On October 9, the newspaper El País published a story with the headline “Sometimes we have to treat patients blindly.” Pablo Linde, its author, reports the experience of several doctors in their healthcare practice, professionals must deal with the absence of an interconnected medical record between autonomous regions. The author explains the consequences of this fact in the treatment of patients. Two immediate effects are: that they are treated with a lack of information, in addition, the system assumes additional expenses for duplicating tests that, even though they are already done, they are not accessible.

If this is a problem in public health care, it is no less important in private health care, a service used by 11 million users. The patient does not have a unique medical history and even doctors from the same company cannot access the history that the patient has generated with that insurer.

If a patient’s medical record is not accessible to the patient himself or to any or very few of the medical professionals attending him/her, the usefulness it provides seems very limited. The additional work that doctors do in their daily practice by filling in data on the services they have provided and the tests that are performed is largely wasted.

Access does not exist between public and private services, nor between the services of the different autonomous communities, sometimes not even in the services of different hospitals or centers in the same province. Certainly, in this scenario, it seems utopian that this interconnectivity will occur between all services in the European Community, let alone that the patient will have access to all of it.

The article asks: “How is it possible that something so seemingly simple is not possible?” Two factors are cited in the response:

  • “Health information is very sensitive and data protection makes it hard to access from anywhere.”
  • “Each autonomous region invested in its own computer system and it costs a lot of money to make them homogeneous and connect them.”

We would like to analyze whether the problem really lies here. Without underestimating these factors, because everything counts, they may not be the ones that are acting as a deterrent:

With regard to the protection of health data, health data belong only to patients and health workers must contribute to updating this information in their medical records. Of course, this information has to be accessible only under certain parameters, but for that there is a legal framework that protects this data. There is also technology to ensure restricted access that can be solved in various ways, for example with a security pin validation system when the patient wants his or her data to be consulted by treating physicians.

When it comes to the investment needed to interconnect information and standardize data, money doesn’t seem to be a problem either. The Ministry of Health has presented to the autonomous communities the Digital Attention Plan in Primary Care, which has among its objectives, to expand the scope of the patient’s clinical history and which is endowed with 70 million by 2022 and 160 by 2023. It seems quite a lot.

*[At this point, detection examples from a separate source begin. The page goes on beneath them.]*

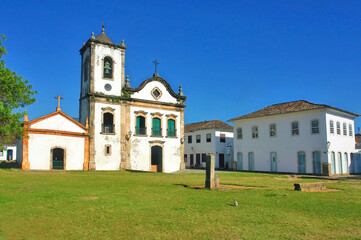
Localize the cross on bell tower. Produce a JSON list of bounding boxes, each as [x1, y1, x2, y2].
[[55, 94, 64, 111]]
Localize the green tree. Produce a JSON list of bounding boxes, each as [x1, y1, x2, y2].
[[0, 34, 37, 151]]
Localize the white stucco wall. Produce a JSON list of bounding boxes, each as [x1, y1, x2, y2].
[[132, 81, 177, 103], [28, 134, 85, 170], [184, 129, 233, 168], [92, 44, 124, 96], [326, 110, 357, 174], [233, 110, 328, 173], [0, 144, 17, 161], [94, 103, 121, 170], [30, 114, 85, 133], [130, 107, 183, 173]]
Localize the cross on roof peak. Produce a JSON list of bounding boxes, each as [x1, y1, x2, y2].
[[55, 94, 64, 111]]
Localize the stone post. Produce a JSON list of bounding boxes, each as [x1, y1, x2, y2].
[[205, 154, 215, 189]]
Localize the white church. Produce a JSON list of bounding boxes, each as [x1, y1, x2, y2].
[[17, 28, 186, 172]]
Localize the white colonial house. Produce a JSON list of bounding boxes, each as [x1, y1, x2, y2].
[[229, 100, 358, 175], [184, 120, 233, 169], [16, 28, 186, 172]]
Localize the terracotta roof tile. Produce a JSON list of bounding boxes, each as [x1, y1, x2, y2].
[[228, 100, 359, 122], [184, 120, 233, 132]]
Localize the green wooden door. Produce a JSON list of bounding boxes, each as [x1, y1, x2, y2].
[[53, 148, 64, 170]]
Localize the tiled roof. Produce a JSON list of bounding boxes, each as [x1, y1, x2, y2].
[[184, 120, 233, 132], [228, 100, 359, 122]]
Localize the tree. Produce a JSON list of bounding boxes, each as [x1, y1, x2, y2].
[[0, 34, 37, 151]]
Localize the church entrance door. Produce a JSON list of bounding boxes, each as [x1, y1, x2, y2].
[[151, 146, 163, 172], [52, 148, 64, 170]]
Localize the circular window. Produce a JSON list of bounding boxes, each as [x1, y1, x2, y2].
[[104, 83, 112, 91]]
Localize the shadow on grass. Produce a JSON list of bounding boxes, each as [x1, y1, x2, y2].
[[0, 160, 19, 168]]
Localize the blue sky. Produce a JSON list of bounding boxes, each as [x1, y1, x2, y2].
[[0, 0, 361, 131]]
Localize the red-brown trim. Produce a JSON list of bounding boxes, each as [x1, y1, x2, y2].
[[28, 111, 87, 130], [27, 128, 89, 138]]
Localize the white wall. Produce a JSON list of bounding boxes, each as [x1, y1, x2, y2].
[[184, 129, 233, 168], [28, 134, 85, 170], [130, 107, 183, 173], [233, 110, 328, 173], [0, 144, 17, 161], [132, 81, 177, 103], [92, 44, 124, 96], [94, 103, 121, 170], [326, 110, 357, 174]]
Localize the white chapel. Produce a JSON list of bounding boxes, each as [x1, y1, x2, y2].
[[18, 28, 186, 172]]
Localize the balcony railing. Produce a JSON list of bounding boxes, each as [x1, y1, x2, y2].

Connecting the systems of one or several repositories does not require such complex projects as to be considered unfeasible from an economic point of view. More complex is the need to standardize this data. Certainly, doing it with the existing patient information would require significant prior work, but what about starting to do it from now on with the new services and progressively incorporating the history? For this, it is enough that the information that feeds these systems is homogeneous, that is, use the same classification and cataloging parameters of diagnoses and treatments. There are already unique databases with this information, standardized international encodings, which can be used by mapping the insertion of the information to facilitate convergence.

If the law and technological advances protect patient data. If there is technology that allows homogenizing the information of the medical records and that there is a repository or several integrated ones where the different authorized agents can access. If this also requires an affordable financial investment, what is really the problem?

Companies that are dedicated to software development and that are familiar with the technological solutions that can be provided, do not see difficulties in these two factors. Perhaps the reflection that needs to be done is whether the problem, both in public and private healthcare, is actually the lack of will to share and the resistance to connecting systems, in short, the lack of determination to really put the focus in patient care.